To be fair, Netsol was a good place to work before Web.com stepped in. They used to do a lot of stuff for there employees. After Web.com they cut a ton, stopped giving raises unless you were promoted and other employee perks. They've also lost a lot of talent and run around blind for the most part. I wouldn't be surprised if we saw them fall.


----------



## Gang Starr (May 13, 2015)

Fees to cancel? This is, sorry for my language, totally utter shit. No serious company would ever want money from to you to cancel the contract within the offered period of 30 days or whatever. Damn even cancellations after that time should always be free. I don't cancel shit to pay more for it.

20 years of probation? They should add up a hefty bill to it and tell them to give people their money back.


----------



## HalfEatenPie (May 13, 2015)

Wasn't Network Solutions that one company that did Domain registrations for 50 dollars a year? 

Ehh....  I have no strong feelings one way or the other.  I never really used Network Solutions nor did I really care for it so I never went with it.


----------



## tdale (May 13, 2015)

Network Solutions i believe was the first domain registrar... Ever...


----------



## drmike (May 13, 2015)

Yeah as a senior citizen of this stuff I can say Network Solutions use to charge hefty fees for registrations.

$50 a year I don't recall.  I know it was about $35 a year though at some point when I spent with them.


----------



## DomainBop (May 13, 2015)

tdale said:


> Network Solutions i believe was the first domain registrar... Ever...

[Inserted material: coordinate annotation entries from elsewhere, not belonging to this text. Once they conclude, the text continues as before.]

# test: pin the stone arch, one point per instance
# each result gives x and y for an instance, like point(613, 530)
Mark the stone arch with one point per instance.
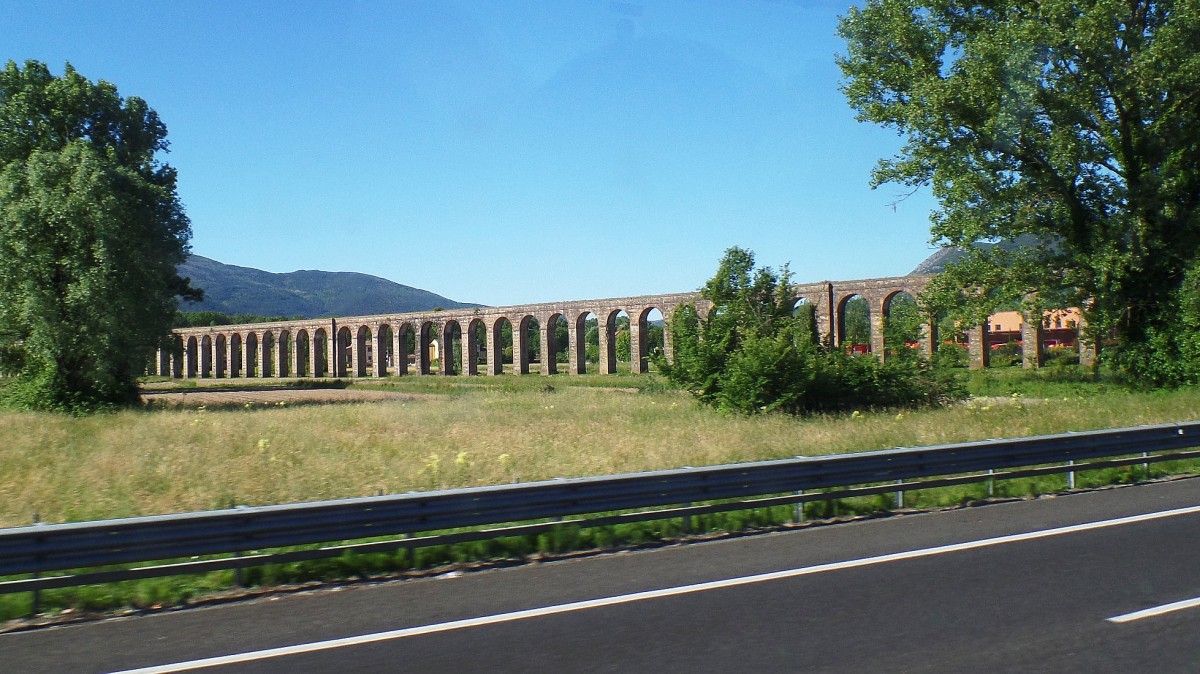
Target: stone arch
point(427, 347)
point(221, 355)
point(237, 367)
point(607, 335)
point(451, 348)
point(267, 351)
point(190, 353)
point(646, 338)
point(343, 351)
point(283, 354)
point(361, 353)
point(855, 324)
point(497, 344)
point(205, 356)
point(549, 344)
point(384, 355)
point(585, 341)
point(526, 337)
point(319, 353)
point(474, 344)
point(403, 347)
point(301, 353)
point(251, 360)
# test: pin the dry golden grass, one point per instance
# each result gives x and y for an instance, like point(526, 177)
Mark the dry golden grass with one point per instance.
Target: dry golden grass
point(131, 463)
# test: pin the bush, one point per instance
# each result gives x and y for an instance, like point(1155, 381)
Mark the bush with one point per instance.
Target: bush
point(750, 355)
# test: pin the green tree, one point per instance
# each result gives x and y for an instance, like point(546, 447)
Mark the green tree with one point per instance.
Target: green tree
point(1069, 124)
point(751, 355)
point(91, 232)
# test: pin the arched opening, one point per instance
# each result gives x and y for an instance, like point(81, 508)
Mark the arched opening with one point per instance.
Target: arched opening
point(343, 354)
point(805, 314)
point(321, 353)
point(190, 357)
point(207, 356)
point(235, 356)
point(303, 356)
point(557, 344)
point(429, 350)
point(585, 342)
point(901, 324)
point(647, 338)
point(360, 356)
point(283, 348)
point(499, 347)
point(268, 355)
point(405, 348)
point(855, 325)
point(251, 354)
point(451, 348)
point(221, 356)
point(475, 347)
point(384, 359)
point(527, 345)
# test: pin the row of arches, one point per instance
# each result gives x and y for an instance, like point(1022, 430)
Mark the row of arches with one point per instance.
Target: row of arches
point(576, 341)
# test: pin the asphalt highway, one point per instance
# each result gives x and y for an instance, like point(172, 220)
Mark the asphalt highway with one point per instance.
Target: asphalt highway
point(1053, 584)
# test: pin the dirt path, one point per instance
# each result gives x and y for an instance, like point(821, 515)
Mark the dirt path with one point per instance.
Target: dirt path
point(268, 397)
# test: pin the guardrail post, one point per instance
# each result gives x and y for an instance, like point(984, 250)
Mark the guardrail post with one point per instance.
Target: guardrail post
point(36, 603)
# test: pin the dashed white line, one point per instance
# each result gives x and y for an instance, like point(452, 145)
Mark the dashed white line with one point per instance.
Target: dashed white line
point(298, 649)
point(1156, 611)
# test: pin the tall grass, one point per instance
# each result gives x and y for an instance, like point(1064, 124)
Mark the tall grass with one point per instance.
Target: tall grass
point(479, 431)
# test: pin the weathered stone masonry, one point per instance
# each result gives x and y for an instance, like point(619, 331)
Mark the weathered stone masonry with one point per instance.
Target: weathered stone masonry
point(377, 345)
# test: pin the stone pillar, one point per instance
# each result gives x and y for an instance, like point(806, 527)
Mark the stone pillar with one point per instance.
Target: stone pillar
point(496, 348)
point(546, 337)
point(607, 363)
point(334, 347)
point(576, 347)
point(929, 338)
point(297, 363)
point(1031, 341)
point(637, 342)
point(400, 348)
point(520, 348)
point(358, 354)
point(977, 347)
point(877, 344)
point(667, 343)
point(469, 351)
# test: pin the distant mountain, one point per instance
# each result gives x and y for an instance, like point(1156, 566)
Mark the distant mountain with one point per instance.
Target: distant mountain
point(309, 294)
point(943, 257)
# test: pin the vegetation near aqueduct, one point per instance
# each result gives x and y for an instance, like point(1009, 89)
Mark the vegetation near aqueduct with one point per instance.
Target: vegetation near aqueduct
point(91, 232)
point(753, 353)
point(1072, 124)
point(457, 431)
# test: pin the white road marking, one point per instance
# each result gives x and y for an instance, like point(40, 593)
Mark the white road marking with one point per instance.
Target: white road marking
point(1156, 611)
point(648, 595)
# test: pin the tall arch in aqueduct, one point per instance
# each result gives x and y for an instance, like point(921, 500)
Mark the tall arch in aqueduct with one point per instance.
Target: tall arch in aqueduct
point(349, 347)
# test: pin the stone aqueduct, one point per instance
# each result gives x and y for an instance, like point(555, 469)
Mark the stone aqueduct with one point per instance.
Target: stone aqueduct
point(347, 347)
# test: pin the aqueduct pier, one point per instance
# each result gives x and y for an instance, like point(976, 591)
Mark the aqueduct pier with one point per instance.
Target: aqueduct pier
point(391, 344)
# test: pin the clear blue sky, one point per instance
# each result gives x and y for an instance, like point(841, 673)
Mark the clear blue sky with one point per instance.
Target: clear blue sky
point(502, 152)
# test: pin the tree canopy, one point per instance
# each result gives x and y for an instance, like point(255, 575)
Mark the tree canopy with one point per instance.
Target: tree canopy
point(750, 353)
point(91, 233)
point(1071, 124)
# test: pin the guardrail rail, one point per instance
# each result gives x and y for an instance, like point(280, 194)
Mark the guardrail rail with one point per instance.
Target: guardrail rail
point(522, 509)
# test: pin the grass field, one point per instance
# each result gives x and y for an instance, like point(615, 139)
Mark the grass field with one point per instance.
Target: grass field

They had a monopoly on registrations until 1999 when ICANN opened it up to other companies.  Register.com was one of the very first to take advantage of the new rules in 1999 and they were actually a really good registrar for a few years until >> venture capital purchase >> sale to Web.com >> RegisterDotShit.



drmike said:


> Yeah as a senior citizen of this stuff I can say Network Solutions use to charge hefty fees for registrations.
> 
> $50 a year I don't recall.  I know it was about $35 a year though at some point when I spent with them.


Pricing went like this:

1991-95 free. 1995-1997: $100 for 2 yrs and NetSol gets sued for antitrust in 1997 and forced to lower prices to $70 for 2 yrs.  After ICANN was formed in 1998 and NetSol was forced to separate the registry business and registrar business wholesale prices for .com got set at $6 in 1999.


----------